S’il existe un contrôle de ces images pour les films, rien ne régule les clips diffusés sur internet. Ces vidéos, faisant l’apologie de l’alcool surtout, circulent librement, sans frontières, et se partagent facilement. Les images, vues et revues, font alors leur chemin dans la tête des ados.
« Les placements de produit dans ces clips sont d’une efficacité redoutable, réagit Martin de Duve, porte-parole du réseau Jeunes et alcool. Ces vidéos jouent énormément sur les émotions : sexualité, désir, puissance… Les jeunes y sont plus sensibles car le cortex pré-frontal de leur cerveau, siège de la raison et de l’inhibition, est encore immature. Les publicités ont donc plus d’impact sur eux. »

Question de santé

Les adolescents, en quête d’identité, se retrouvent vite entre potes au night shop pour tester le produit, l’adopter peut-être, et cultiver ainsi leur image de jeune « trop stylé ». Mais les ados aiment aussi dépasser leurs limites. Et lorsqu’il s’agit d’alcool, l’excès peut nuire à leur santé.
« Les jeunes sont plus vulnérables à une série de produits, dont l’alcool », rappelle Martin de Duve. L’alcool peut en effet abîmer le cerveau des jeunes de manière irréversible.

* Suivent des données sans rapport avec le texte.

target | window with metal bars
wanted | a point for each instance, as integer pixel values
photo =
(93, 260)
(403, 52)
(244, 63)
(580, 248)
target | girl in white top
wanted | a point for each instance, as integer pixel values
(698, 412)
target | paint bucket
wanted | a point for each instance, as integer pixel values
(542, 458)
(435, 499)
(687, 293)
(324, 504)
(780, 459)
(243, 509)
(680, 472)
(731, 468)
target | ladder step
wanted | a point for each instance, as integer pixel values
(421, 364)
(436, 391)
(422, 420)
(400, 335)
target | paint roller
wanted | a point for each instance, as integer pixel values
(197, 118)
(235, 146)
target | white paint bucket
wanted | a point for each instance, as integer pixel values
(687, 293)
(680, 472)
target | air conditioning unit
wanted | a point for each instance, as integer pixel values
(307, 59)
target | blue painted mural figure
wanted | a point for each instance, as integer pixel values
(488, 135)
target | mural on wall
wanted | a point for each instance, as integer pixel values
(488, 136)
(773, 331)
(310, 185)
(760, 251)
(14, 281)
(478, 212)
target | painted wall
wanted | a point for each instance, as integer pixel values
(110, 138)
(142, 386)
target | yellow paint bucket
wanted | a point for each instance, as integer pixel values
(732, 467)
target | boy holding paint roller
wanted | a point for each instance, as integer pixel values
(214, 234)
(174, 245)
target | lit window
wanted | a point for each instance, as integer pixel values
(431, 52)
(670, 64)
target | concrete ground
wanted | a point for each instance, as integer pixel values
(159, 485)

Dialogue et esprit critique

Bon, rien ne sert de les empêcher de sortir ou de consommer de l’alcool. Soyons réalistes et cohérents. Autant tolérer, modérément, tout en ouvrant le dialogue :

► les éduquer à l’esprit critique à l’égard de ces images en admettant que les adultes aussi sont des consommateurs et ont des comportements influencés par le marketing et la publicité.
► parler avec eux des effets de l’alcool, non seulement sur la possession de ses moyens, mais aussi sur le cerveau.

Stéphanie Grofils

Éducation et lobby

Petite découverte en cherchant à contacter les professionnels de la prévention à la consommation d’alcool chez les jeunes : derrière le site educalcool.be se trouve la Fédération belge des Vins et Spiritueux rassemblant les producteurs, conditionneurs, importateurs, distributeurs, aussi bien les petites et moyennes entreprises que les multinationales.

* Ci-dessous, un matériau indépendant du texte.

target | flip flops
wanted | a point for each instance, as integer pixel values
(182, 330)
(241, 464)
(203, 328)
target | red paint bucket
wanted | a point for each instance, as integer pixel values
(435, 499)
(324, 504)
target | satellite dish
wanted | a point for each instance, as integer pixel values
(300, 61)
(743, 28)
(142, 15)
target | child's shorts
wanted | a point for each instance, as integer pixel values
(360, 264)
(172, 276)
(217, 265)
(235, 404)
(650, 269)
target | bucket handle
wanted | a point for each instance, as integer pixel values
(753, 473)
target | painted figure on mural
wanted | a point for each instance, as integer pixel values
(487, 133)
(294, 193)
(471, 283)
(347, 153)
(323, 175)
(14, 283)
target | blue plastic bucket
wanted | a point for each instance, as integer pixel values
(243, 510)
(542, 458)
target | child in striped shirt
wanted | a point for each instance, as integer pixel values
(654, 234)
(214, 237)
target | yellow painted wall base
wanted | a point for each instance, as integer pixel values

Ils rappellent quand même quelques règles importantes aux jeunes :

  • Ne pas dépassez vos limites même si vos potes vous y incitent et évitez les excès.
  • Avant 16 ans, ne buvez jamais de boisson contenant de l’alcool, parce que toute consommation peut ralentir ou stopper le développement de certaines zones de votre cerveau.
  • De 16 à 18 ans, vous avez le droit d’acheter et de consommer de la bière ou du vin, mais sachez que deux ou trois verres sont suffisants pour vous amener à un état d’ivresse où vous ne contrôlerez plus les événements.
  • Votre cerveau peut subir des lésions irréversibles si vous vous adonnez au « binge drinking » (boire beaucoup très vite).
  • Jusqu’à 18 ans, s’abstenir est la meilleure chose à faire. Au pire, si vous prenez une unité de bière ou de vin, passez immédiatement après à des boissons non alcoolisées. Et si vous ne vous abstenez pas, assurez-vous au moins que vous êtes en bonne compagnie, avec des amis sûrs.